Foreign students should not be included in net migration statistics since this creates a “perverse incentive” for the Government to drive down their numbers, a report has argued.

The report by the Institute for Public Policy Research (IPPR), urges the Government to switch to a more rational method of measuring student migration flows.

Only students who stay on in the UK permanently should be included in net migration figures, the report says.
 
IPPR’s report argues that only around 15 per cent of students stay permanently and contribute to long-term net migration.
 
IPPR’s analysis suggests that the current method of measuring student migration flows provides the Government with an opportunity to “game” its own 2015 net migration target by reducing the number of genuine international students coming to the UK in 2012-14.
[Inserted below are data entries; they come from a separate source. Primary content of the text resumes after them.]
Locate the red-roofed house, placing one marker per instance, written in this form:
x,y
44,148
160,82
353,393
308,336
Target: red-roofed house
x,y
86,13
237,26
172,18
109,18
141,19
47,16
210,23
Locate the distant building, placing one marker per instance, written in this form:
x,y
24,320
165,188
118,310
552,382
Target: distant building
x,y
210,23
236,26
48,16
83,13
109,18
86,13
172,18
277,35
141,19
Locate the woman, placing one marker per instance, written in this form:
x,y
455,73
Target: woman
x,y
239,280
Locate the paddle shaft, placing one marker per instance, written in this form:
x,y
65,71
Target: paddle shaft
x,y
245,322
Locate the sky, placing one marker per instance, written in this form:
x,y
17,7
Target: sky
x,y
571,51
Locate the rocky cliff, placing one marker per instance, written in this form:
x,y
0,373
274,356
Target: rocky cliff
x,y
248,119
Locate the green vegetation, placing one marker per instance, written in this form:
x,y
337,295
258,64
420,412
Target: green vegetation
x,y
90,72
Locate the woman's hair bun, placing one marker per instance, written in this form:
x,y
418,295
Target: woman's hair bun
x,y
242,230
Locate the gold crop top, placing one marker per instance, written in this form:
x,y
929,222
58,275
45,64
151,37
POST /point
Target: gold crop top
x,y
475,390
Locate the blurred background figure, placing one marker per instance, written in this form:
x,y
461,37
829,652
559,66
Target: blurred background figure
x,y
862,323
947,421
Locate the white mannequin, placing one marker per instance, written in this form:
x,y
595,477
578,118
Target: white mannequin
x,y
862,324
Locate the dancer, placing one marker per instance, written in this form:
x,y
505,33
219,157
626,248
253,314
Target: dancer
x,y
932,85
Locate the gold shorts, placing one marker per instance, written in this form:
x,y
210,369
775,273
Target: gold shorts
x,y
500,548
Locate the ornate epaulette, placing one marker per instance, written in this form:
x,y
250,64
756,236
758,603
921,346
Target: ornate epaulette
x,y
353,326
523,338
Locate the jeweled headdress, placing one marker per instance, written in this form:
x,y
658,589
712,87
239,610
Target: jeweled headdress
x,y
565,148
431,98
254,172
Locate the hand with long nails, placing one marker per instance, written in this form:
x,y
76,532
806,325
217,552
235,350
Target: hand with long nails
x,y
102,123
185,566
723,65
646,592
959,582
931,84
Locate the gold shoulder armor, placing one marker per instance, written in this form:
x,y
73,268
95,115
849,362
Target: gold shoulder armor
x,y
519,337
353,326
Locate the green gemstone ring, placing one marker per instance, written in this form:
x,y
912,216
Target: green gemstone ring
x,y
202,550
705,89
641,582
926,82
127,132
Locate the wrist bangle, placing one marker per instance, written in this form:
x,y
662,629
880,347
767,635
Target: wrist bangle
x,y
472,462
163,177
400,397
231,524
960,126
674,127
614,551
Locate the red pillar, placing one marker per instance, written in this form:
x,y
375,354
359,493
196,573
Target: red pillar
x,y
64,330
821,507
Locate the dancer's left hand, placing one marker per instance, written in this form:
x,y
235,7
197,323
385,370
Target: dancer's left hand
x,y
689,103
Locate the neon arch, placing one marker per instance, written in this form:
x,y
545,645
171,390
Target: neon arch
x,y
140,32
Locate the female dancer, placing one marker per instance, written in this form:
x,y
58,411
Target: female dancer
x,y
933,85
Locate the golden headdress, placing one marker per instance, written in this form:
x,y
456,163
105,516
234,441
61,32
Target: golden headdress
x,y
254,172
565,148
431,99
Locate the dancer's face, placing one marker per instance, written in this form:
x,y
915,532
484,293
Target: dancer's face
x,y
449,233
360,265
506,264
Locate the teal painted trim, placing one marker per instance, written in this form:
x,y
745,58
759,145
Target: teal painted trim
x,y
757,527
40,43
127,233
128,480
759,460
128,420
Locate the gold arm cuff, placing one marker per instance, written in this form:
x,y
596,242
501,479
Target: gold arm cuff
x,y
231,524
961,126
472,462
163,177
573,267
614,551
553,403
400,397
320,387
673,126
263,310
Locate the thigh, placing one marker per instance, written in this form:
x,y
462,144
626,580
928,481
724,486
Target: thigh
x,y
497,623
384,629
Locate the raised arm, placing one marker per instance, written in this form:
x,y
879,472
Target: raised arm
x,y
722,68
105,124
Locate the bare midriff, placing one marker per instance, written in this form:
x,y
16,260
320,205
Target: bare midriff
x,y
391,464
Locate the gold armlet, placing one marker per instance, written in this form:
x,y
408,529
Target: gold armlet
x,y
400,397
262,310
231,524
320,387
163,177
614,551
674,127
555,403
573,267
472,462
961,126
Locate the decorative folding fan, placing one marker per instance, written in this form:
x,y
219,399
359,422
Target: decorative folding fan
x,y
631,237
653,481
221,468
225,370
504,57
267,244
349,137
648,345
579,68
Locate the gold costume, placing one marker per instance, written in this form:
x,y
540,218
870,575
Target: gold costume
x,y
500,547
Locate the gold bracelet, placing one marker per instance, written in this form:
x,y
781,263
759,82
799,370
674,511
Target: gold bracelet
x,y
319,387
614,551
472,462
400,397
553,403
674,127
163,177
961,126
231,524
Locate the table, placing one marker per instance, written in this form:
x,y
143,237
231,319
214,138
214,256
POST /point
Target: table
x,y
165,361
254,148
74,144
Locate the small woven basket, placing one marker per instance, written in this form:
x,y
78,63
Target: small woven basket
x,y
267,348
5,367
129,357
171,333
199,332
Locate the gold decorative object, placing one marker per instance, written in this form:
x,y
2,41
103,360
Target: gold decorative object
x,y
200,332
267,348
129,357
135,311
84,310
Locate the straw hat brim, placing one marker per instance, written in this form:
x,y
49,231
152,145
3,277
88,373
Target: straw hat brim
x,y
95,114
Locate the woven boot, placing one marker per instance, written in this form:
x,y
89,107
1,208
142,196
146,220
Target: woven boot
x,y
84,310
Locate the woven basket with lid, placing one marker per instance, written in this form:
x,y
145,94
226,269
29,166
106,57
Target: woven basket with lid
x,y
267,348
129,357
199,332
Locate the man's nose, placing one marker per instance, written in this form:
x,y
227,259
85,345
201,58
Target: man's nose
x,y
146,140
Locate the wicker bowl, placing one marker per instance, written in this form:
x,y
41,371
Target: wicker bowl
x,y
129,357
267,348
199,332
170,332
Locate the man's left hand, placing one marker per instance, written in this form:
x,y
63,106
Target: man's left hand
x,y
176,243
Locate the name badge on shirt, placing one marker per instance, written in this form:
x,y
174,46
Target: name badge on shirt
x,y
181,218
Although this would have little impact on real long-term net migration – because most students do not stay long-term – it would have a significant short-term impact on the target.
 
The report shows that planned Government reductions in student migration would cost the UK £2-3bn a year in economic contributions from the loss of 50,000 students per year while having only a small impact on long-term net migration.
 
The report recommends that the Government switch to a more rational method of measuring student flows, which would give a true picture of the trade-offs between controlling long-term net migration and the benefits of international students to the economy and the education sector.
 
“The Government need to take international students out of the immigration ‘numbers game’, which is damaging our universities and colleges, our economy and our international standing,” Sarah Mulley, IPPR Associate Director, said. “This would enable Ministers to move back to a policy that supports rather than penalises one of the UK’s most important industries and sources of both future growth and global influence, without in any way hampering its stated objectives of controlling long-term net migration and continuing to target abuse of the student visa system.”